Snow Maiden (1899) by Victor Vasnetsov
Snegurochka, also known as the Snow Maiden or Snowy, is a unique character of Russian folklore and an essential part of Russian New Year’s celebrations. The origins of Snegurochka are contradictory. The roots of this feminine character can be found in Slavic pagan beliefs. According to legend, she is the daughter of Father Frost and the Snow Queen.
However, another Russian fairy-tale tells a story of an old man and woman who had always regretted that they did not have any children. In winter they made a girl out of snow. The snow maiden came alive and became the daughter they never had. They called her Snegurochka. But when the summer sun began to warm the land, the girl became very sad.
One day she went into the woods with a group of village girls to pick flowers. It began to get dark and the girls made a fire and began playfully jumping over the flames. Snegurochka also jumped, but suddenly she melted and turned into a white cloud.

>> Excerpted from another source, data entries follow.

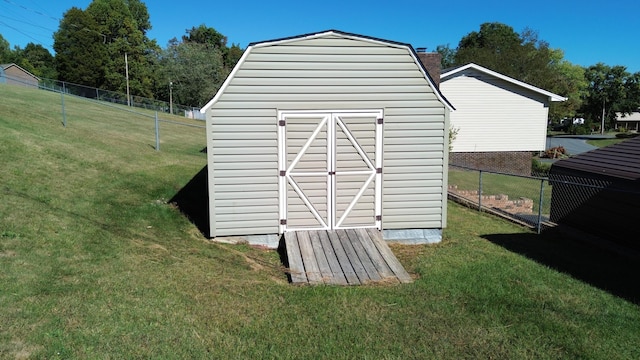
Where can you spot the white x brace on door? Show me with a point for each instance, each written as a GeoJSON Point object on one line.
{"type": "Point", "coordinates": [330, 167]}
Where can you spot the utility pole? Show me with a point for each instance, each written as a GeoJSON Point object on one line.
{"type": "Point", "coordinates": [602, 127]}
{"type": "Point", "coordinates": [171, 97]}
{"type": "Point", "coordinates": [126, 69]}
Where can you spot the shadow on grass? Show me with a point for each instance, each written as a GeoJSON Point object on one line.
{"type": "Point", "coordinates": [193, 201]}
{"type": "Point", "coordinates": [599, 266]}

In some parts of Russia people still follow the ancient tradition of drowning a straw figure in the river or burning it on the bonfire to dispel the winter. This custom symbolizes the transition from winter to spring.
Snegurochka is forever young and beautiful. According to the legend the old man and woman who made her from snow used two deep blue beads for eyes, made two dimples in her cheeks, and used a piece of red ribbon for her mouth. Snegurochka was very beautiful, but when she came to life, she was even better. Snegurochka is often depicted with snow white skin, deep sky-blue eyes, cherry lips and curly fair hair.

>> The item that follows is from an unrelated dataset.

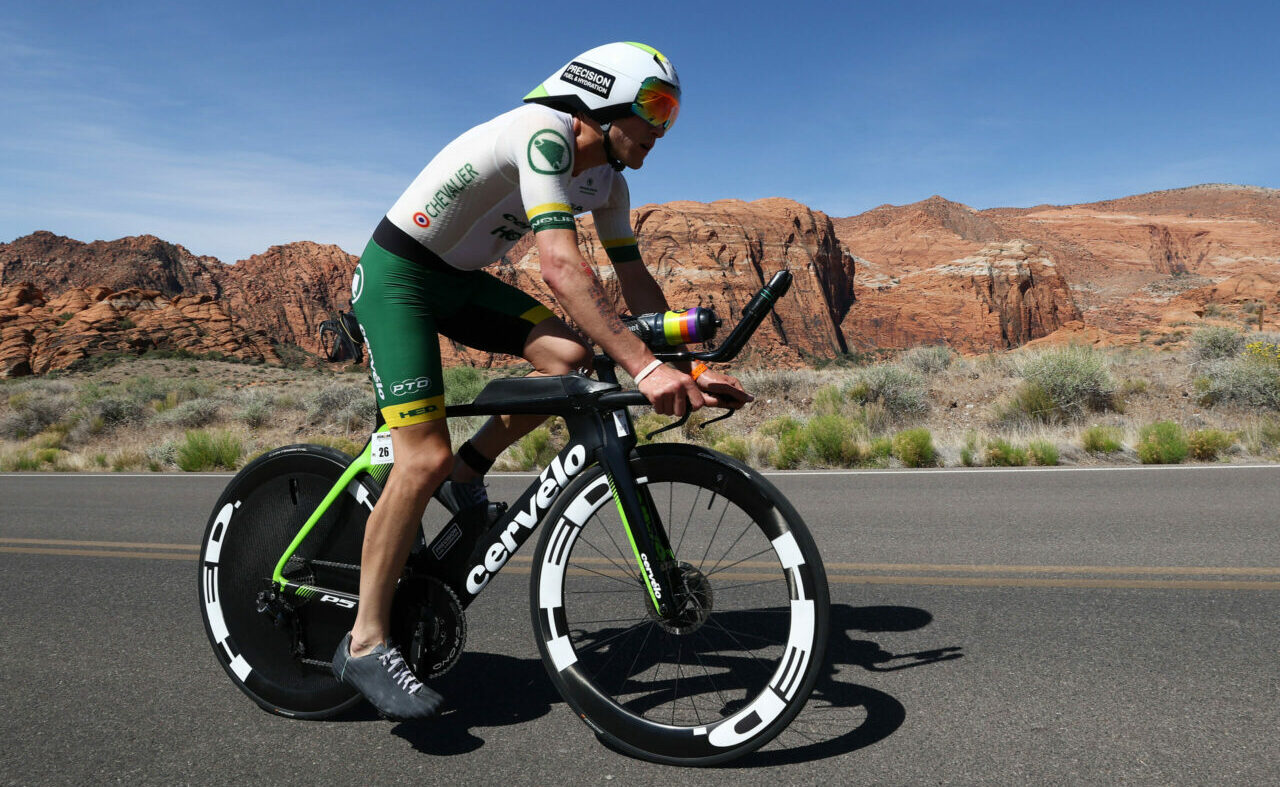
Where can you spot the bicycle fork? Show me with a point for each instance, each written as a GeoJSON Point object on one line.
{"type": "Point", "coordinates": [645, 531]}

Originally Snegurochka wore only white garments and a crown, decorated with silver and pearls. Her present day costume is blue, red, white or silver and her crown is sometimes replaced by an embroidered cap with fur edging. She is probably one of the most attractive female characters in Russian culture.
Snegurochka is said to live deep in the winter forest. Snegurochka’s modern place of residence is quite real - it’s the Russian city of Veliky Ustyug (in the fairytale, her origins are in the Russian city of Kostroma). Nowadays, Father Frost is considered to be her grandfather rather than her father, as in the old legend.